Go Go Gorillas auction
Image caption About 40 Norfolk-based artists contributed to the conservation trail which raised £272,300 at auction, about £72,000 more than a similar Go Elephant auction in 2008
Go Go Gorillas auction
Image caption Bling Kong (bottom centre) reached a value of £4,700, Bradley Wiggins went for £5,500, but Freddie Mercury rocked the night with a top sale value of £20,000

A band of 53 life-sized gorilla sculptures created for a summer conservation art trail around Norwich has sold for £272,300 at auction.

The highest bid was £20,000 for the Freddie "Radio Go Go" Gorilla by artist Mik Richardson from Aylsham.

The 10-week art event and auction was organised by Norfolk charity Break.

Jake Humphrey, patron of Break, said he was "blown away" by the success of the trail, which had about a million visitors, and the "amazing artwork".

Top-selling Freddie, who hit the headlines over the summer when his original likeness to musician Freddie Mercury was disputed by the singer's estate, was bought by digital brand company Brandbank for its new Norwich offices.

The company also purchased Iron Ape, based on Marvel comic's Iron Man, for £3,200 and Bat Grill, inspired by DC Comic's Batman, for £6,000.

Richardson said: "It makes me wonder how much Freddie would have sold for in his original state, but I could not be happier."

He added: "I'm just over the moon to think that somebody would pay so much money for something I've done, it's incredible."

The auction started with a strong opening sale of £7,000 for Nelson, a gorilla depicting landmarks from Norwich City Centre.
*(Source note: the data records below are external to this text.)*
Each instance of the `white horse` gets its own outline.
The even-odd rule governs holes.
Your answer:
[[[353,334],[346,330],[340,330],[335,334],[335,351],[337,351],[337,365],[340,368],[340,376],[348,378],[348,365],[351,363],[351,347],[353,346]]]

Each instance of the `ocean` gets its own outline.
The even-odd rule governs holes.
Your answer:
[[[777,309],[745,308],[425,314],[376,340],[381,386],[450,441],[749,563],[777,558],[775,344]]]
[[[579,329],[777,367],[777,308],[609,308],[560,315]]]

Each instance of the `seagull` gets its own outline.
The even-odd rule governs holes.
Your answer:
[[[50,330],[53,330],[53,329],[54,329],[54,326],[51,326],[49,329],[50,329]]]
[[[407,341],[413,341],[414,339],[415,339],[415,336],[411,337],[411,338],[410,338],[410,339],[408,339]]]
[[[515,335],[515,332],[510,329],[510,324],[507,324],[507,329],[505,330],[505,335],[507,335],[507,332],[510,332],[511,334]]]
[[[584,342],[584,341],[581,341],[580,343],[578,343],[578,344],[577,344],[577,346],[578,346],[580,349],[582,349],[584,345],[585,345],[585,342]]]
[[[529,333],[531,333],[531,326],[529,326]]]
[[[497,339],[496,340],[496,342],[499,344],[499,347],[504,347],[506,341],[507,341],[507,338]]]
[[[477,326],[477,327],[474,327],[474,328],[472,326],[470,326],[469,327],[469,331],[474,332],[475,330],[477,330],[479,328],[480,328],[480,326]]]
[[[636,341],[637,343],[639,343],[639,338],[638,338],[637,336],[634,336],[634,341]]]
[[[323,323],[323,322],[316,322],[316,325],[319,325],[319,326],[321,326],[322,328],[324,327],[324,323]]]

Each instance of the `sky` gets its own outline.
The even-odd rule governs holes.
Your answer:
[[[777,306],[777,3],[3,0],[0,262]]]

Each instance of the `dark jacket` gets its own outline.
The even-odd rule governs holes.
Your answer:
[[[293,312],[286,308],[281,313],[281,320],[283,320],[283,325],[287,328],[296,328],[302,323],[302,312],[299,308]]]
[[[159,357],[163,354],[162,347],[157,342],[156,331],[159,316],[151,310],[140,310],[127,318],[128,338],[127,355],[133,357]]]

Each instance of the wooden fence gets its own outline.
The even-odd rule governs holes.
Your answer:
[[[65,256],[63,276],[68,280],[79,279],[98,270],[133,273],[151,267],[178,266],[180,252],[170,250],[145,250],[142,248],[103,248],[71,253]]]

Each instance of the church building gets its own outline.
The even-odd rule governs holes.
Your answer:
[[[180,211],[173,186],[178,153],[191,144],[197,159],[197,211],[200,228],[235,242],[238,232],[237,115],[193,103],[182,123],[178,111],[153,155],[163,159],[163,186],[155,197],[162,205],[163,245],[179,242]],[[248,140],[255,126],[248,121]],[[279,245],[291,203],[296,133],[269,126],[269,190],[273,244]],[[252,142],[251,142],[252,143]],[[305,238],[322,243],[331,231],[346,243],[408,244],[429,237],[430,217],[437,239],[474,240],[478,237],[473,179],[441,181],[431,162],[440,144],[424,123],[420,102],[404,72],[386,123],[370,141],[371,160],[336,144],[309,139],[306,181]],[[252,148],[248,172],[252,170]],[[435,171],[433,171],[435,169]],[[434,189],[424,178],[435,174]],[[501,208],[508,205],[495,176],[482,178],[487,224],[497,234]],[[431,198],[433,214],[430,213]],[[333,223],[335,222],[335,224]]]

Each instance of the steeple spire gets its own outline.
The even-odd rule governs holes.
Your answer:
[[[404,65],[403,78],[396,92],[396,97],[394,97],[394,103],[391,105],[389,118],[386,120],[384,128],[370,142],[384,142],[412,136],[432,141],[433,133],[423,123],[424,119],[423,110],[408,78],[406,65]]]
Fierce bidding continued throughout the two-and-a-half hour auction as buyers were determined to secure their favourite gorillas for a place in their home, garden or office.

Each lot opened with a minimum bid £2,000, with many surprised the gorilla created in homage to Alan Partridge only sold for £5,000.

Based on a western lowland gorilla, each glass-fibre sculpture stands about 5ft (1.5m) tall and weighs about half a tonne.

'Exceeded expectations'

Martin Green, fundraising officer for Break, a charity which cares for vulnerable people, said: "This event was about raising money for charity, inspiring visitors and showcasing the plight of one of the world's most endangered species.

"It was a sensational evening. Whilst many will be sad to see their farewell, some have been snapped up by organisations who will continue to display them around Norfolk."

With many gorillas staying in the county, Horatio, designed to look like a realistic gorilla, is making the move to Suffolk and the garden of his new owner who paid £10,000 for the sculpture by Phil Daniels, from Cawston.

The buyer, from near Framlingham, who did not wish to be named, said: "I've got a large pond with palms and bamboo and he's going there. I had my eye on it, but I didn't know if I was going to buy one. I needed to be careful or I might have gone home with three."

About 40 Norfolk artists produced work for the project, the largest of its kind in England this summer, to raise money for Break and the Born Free Foundation, to help gorilla conservation in the Congo.

Sports presenter Mr Humphrey, from Norwich, who hosted the auction, added: "It exceeded all my expectations as Norwich went wild for the gorillas.

"I thought they might get £2,000 or £3,000 [for the gorillas], but we've seen £7,500, £10,000 and £20,000.

"This is going to help Break beyond all expectations and I'm so glad they backed this project."

Other conservation-based art trails took place in Colchester, Southampton and Exeter.